(guest blog post by Matei Zaharia)
When Apache Hadoop started out, it was designed mainly for running large batch jobs such as web indexing and log mining. Users submitted jobs to a queue, and the cluster ran them in order. However, as organizations placed more data in their Hadoop clusters and developed more computations they wanted to run, another use case became attractive: sharing a MapReduce cluster between multiple users. The benefits of sharing are tremendous: with all the data in one place, users can run queries that they may never have been able to execute otherwise, and costs go down because system utilization is higher than building a separate Hadoop cluster for each group. However, sharing requires support from the Hadoop job scheduler to provide guaranteed capacity to production jobs and good response time to interactive jobs while allocating resources fairly between users.
This July, the scheduler in Hadoop became a pluggable component and opened the door for innovation in this space. The result was two schedulers for multi-user workloads: the Fair Scheduler, developed at Facebook, and the Capacity Scheduler, developed at Yahoo.
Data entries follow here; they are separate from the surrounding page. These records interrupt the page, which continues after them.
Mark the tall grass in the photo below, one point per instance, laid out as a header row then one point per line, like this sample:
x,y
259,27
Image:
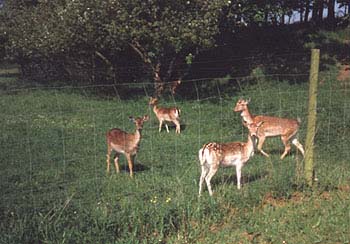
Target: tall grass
x,y
54,185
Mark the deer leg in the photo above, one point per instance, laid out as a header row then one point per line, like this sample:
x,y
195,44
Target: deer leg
x,y
160,125
109,150
261,142
166,126
287,146
239,174
210,175
177,123
129,158
204,173
298,145
116,164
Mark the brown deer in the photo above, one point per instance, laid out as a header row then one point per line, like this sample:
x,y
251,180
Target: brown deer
x,y
213,155
273,126
166,114
124,143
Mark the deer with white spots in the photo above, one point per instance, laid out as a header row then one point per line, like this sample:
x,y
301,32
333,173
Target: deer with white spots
x,y
124,143
166,114
213,155
287,129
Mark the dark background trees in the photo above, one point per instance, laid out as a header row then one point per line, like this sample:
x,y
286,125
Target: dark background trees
x,y
131,41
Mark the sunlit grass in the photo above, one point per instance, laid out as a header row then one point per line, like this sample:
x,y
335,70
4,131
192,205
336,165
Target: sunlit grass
x,y
55,188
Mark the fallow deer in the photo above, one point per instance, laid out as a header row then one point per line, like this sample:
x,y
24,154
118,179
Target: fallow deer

The Fair Scheduler arose out of Facebook’s need to share its data warehouse between multiple users. Facebook started using Hadoop to manage the large amounts of content and log data it accumulated every day. Initially, there were only a few jobs that needed to run on the data each day to build reports. However, as other groups within Facebook started to use Hadoop, the number of production jobs increased. In addition, analysts started using the data warehouse for ad-hoc queries through Hive (Facebook’s SQL-like query language for Hadoop), and more large batch jobs were submitted as developers experimented with the data set. Facebook’s data team considered building a separate cluster for the production jobs, but saw that this would be extremely expensive, as data would have to be replicated and the utilization on both clusters would be low. Instead, Facebook built the Fair Scheduler, which allocates resources evenly between multiple jobs and also supports capacity guarantees for production jobs. The Fair Scheduler is based on three concepts:
- Jobs are placed into named “pools” based on a configurable attribute such as user name, Unix group, or specifically tagging a job as being in a particular pool through its jobconf.
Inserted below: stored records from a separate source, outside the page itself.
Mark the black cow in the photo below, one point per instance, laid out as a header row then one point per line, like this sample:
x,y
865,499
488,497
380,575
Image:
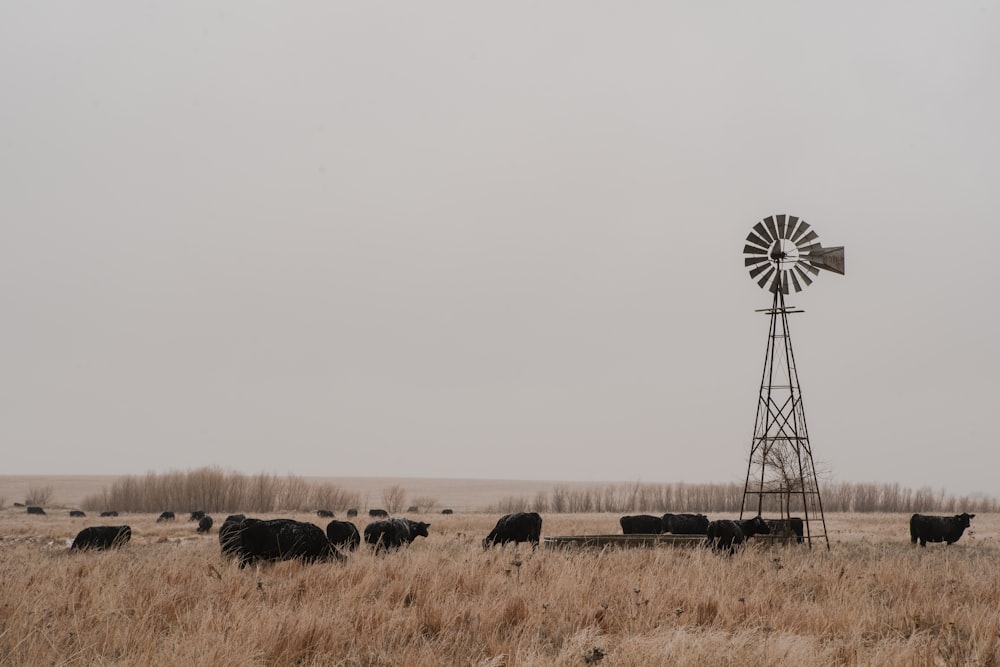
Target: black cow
x,y
394,533
283,539
685,524
102,537
938,528
517,527
229,535
343,535
726,535
641,524
790,527
205,524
- Each pool can have a “guaranteed capacity” that is specified through a config file, which gives a minimum number of map slots and reduce slots to allocate to the pool. When there are pending jobs in the pool, it gets at least this many slots, but if it has no jobs, the slots can be used by other pools.
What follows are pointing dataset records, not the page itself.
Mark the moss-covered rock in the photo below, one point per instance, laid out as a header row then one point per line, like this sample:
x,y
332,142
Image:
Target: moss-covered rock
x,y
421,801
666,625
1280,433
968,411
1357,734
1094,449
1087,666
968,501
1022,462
- Excess capacity that is not going toward a pool’s minimum is allocated between jobs using fair sharing. Fair sharing ensures that over time, each job receives roughly the same amount of resources. This means that shorter jobs will finish quickly, while longer jobs are guaranteed not to get starved.
The scheduler also includes a number of features for ease of administration, including the ability to reload the config file at runtime to change pool settings without restarting the cluster, limits on running jobs per user and per pool, and use of priorities to weigh the shares of different jobs. There is currently no support for preemption of long tasks, but this is being added in HADOOP-4665, which will allow you to set how long each pool will wait before preempting other jobs’ tasks to reach its guaranteed capacity.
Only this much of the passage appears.